In the spirit of the Occupy Movement, Eurydice kept “Occupy Art Basel” leaderless, did not release the names and schedules of participating artists who flew in to give protest performances, and gave no interviews despite a media storm that followed The New York Observer reporting that "protesters have moved down to Miami for Art Basel.” Art Basel warned participating galleries of the possibility of occupation.
Eurydice simply posted a long “Occupy Art Basel” manifesto on tumblr. https://at.tumblr.com/eurydice-eve/rtguzft7rwmz She printed a zine questioning the ethics of purchasing art as pure commerce; sixty six thousand free copies of it were picked up by the visitors who toured “Occupy Art Basel.”
The Occupy Movement was eventually criticized for not having a set of clear demands that would prompt policy change. It fizzled because it lacked a clear agenda. Eurydice came out of Occupy Art Basel though with a comprehensive idea for policy supporting a basic income for working artists in exchange for art for which she credited a conversation she had with a stranger at her protest exhibit.
Eurydice was stitching a flag tapestry that read “Do You Own a Eurydice?” in her “art unfair” when the idea for a Universal Artist Income first hit her. “This is how hand-stitching is magical: it frees the mind to wander off in free unsupervised time rather than focus on its usual busy work,” Eurydice later said. “I was embroidering in front of staring crowds, my mind spaced out in thoughtland.
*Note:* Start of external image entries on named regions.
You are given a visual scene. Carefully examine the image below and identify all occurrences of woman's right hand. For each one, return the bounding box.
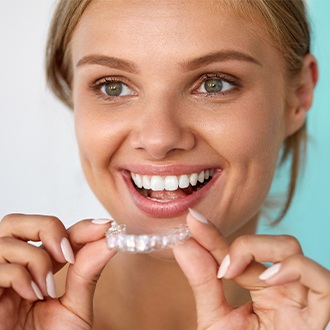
[0,214,115,330]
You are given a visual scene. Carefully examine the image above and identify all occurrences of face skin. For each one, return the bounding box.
[70,1,296,235]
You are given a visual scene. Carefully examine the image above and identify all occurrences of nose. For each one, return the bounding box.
[131,99,195,160]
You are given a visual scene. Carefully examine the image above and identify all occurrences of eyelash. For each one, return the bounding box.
[90,77,136,101]
[90,73,241,101]
[192,73,241,97]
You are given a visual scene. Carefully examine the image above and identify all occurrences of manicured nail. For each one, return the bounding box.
[259,263,282,281]
[46,272,57,298]
[217,254,230,278]
[61,237,74,264]
[92,218,112,225]
[188,208,209,224]
[31,281,44,300]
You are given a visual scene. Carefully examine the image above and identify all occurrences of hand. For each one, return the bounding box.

I was stitching together torn flags, expressing the emotional effect on an artist of seeing her art being auctioned off to the highest bidder. An artist from Tibet introduced himself and we chatted. He told me that he had a patron who bought every painting he made and paid him $111,000 a year in exchange for about a dozen artworks a year. He called this a living wage, but I thought it was an amazing deal. Any artist I knew would take it. My mind went to the New Deal and WPO and I couldn’t unthink it. I kept finetuning a proposal for a Universal Artist Income.” Eurydice spent the next five years writing about a national public works program for artists who would send a number of artworks per quarter that met set standards of quality in exchange for a living salary, benefits, and a pension.
Ten years later, art has only become less affordable, income disparities between the 99% and the 1% have grown, and her cause is more relevant. Inflation is at a record high and people have to choose between their passion and survival. Most artists compromise and produce what the market asks for. Eurydice objects that for artists to survive they must be able to pursue their calling. Eurydice argues that artists are essential to cultural coherence. Authentic universal art unites people and their inherent contradictions in the face of mounting chaos. Art must be safeguarded at all costs.